Deborah listened with a delight not concealed by her expression of wonderment.
"Tell me," she said eagerly, "tell me more of yourself, Captain Dion. I pray you be seated. Did not your father have something of this faith? Else who has taught you?"
"My father I have hardly known," replied Dion. "He was attached to the court of Philip of Macedonia. When I was but seven years old he was sent on an embassage to Rome, and never returned to us. My mother had died four years before. Of her I have but dim remembrance, or perhaps fancied remembrance, prompted by this."
He produced from his breast a small box enclosing a beautiful face carved in relief upon ivory, and delicately enriched with flesh tints.
"This was the work of an Athenian who was greatly skilled in such art. This face has ever been in my thoughts. No other face of woman ever displaced it from my constant dream by day and by night, until——"
"Speak no more of that," said Deborah. "Let no stranger supplant your mother's image in your love."
"At my father's death," resumed Dion, "I was made a page in the household of Perseus, who succeeded Philip, until I was strong enough to carry a sword. Since then the camp has been my home. I fought for my King until he was utterly overthrown by the Romans; then I became a wanderer. Hoping that Antiochus would war against my old enemy the Romans, I gave him my sword. I did not seek such work as we have done here. But enough about myself. Pledge me, Deborah, that you will not go again to the army."

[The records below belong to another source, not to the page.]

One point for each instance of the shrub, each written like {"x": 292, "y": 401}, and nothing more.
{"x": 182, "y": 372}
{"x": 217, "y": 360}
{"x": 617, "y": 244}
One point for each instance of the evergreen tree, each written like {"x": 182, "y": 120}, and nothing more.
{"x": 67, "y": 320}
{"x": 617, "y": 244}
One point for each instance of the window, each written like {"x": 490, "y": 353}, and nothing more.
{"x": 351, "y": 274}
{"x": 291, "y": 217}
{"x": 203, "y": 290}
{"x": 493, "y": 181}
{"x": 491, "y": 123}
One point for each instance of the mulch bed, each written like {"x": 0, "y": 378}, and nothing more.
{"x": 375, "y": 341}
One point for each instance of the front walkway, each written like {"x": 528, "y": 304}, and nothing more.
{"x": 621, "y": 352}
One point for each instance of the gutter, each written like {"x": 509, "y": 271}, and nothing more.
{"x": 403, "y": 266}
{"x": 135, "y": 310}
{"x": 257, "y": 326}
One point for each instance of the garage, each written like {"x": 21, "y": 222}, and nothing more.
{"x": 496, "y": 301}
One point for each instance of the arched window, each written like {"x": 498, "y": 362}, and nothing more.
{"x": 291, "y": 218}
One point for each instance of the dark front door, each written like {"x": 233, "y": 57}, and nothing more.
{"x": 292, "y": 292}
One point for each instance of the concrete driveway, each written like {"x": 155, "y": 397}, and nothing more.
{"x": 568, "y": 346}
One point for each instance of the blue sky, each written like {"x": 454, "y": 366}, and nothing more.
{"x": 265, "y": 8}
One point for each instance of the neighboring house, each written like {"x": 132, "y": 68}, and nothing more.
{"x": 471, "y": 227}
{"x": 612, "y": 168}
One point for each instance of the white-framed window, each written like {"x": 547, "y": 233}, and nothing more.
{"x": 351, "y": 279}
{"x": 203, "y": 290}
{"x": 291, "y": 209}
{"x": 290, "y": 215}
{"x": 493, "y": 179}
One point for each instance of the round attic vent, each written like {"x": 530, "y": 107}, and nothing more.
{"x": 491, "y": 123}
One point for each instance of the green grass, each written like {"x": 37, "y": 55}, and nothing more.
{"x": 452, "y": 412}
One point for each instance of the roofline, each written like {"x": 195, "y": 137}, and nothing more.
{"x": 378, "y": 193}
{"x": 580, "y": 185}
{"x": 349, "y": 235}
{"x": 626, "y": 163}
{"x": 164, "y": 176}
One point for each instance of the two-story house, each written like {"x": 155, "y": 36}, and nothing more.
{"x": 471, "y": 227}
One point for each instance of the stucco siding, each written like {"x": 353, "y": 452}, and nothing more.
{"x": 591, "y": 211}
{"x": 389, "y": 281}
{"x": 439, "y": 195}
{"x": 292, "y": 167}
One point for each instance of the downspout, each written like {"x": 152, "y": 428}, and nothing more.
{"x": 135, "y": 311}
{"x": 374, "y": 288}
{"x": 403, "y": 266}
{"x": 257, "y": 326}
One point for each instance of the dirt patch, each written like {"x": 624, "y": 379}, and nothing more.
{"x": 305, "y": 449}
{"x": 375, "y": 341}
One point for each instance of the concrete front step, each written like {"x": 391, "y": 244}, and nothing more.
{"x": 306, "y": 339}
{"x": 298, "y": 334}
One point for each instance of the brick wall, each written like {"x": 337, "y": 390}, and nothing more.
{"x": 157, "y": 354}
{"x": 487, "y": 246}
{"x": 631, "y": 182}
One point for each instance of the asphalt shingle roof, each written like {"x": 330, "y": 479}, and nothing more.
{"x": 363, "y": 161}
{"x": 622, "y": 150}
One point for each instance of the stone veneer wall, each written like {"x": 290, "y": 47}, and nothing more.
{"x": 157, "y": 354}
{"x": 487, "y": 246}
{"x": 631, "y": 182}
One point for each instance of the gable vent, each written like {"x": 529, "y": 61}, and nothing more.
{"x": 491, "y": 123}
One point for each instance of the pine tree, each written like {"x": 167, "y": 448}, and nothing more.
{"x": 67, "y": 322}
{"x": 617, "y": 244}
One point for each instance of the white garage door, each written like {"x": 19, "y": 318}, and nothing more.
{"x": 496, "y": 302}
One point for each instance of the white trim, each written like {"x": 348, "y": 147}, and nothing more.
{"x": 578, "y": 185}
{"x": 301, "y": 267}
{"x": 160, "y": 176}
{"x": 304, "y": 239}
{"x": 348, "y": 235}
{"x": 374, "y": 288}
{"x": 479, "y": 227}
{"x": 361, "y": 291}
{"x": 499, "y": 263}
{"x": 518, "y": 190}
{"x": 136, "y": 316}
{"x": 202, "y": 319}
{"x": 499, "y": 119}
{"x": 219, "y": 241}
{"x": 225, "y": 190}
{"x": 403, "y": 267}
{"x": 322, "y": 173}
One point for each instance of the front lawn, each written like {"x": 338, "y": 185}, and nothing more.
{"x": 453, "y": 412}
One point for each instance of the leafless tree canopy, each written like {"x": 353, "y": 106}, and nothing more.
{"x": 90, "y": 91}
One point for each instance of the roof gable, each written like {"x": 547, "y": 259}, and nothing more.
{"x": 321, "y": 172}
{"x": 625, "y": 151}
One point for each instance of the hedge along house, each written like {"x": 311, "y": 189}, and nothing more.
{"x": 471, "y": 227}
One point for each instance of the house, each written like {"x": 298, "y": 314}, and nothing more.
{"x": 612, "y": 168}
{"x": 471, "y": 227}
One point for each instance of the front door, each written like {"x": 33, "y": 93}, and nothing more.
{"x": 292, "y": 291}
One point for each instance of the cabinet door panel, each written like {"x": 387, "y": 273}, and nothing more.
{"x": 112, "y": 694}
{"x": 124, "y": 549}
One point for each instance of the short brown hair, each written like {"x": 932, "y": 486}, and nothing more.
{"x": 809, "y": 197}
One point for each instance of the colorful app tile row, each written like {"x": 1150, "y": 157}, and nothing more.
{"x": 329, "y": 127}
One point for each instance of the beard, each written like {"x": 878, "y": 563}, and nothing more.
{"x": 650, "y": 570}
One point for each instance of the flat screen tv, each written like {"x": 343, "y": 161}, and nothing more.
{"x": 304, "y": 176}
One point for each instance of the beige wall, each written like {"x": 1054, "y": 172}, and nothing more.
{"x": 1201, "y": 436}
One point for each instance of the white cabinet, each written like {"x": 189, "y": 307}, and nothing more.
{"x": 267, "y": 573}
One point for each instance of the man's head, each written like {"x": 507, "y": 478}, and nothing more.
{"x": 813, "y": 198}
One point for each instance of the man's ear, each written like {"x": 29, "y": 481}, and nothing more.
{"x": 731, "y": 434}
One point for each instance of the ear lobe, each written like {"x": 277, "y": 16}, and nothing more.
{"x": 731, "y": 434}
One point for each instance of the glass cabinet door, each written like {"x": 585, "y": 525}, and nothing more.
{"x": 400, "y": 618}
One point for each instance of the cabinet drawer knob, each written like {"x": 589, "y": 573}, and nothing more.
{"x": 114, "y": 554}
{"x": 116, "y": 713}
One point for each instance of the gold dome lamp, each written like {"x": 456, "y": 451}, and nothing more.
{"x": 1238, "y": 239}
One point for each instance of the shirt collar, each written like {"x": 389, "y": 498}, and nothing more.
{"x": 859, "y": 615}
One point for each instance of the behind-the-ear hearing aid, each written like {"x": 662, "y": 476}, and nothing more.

"Again to the army?" exclaimed Deborah. "Why, when you found me at the Wady, did you not entreat me to return to my home here? And have I not done so?"
"And it was well," replied Dion. "But it was said that at the fight yesterday, the daughter of Elkiah encouraged the Jews. Your name was heard shouted like a battle cry by the Maccabæans."
"My name!" said Deborah, in well-feigned amazement. "Captain Dion, surely that bruise on your brow tells of some more serious blow you must have received, to have imagined that you heard my name. And have you not found me here?"
"Yes, I can give the lie to the rumor about your being in the battle; and I will swear by Jehovah and all the gods, that I know to the contrary, if the story should ever be repeated to your injury among the people of the city."
"Do not swear it, Dion. If you believe in our God, keep His commandment which says, 'Thou shalt not take the Name of God in vain,' and for a Greek to swear as you propose to do would surely be in vain."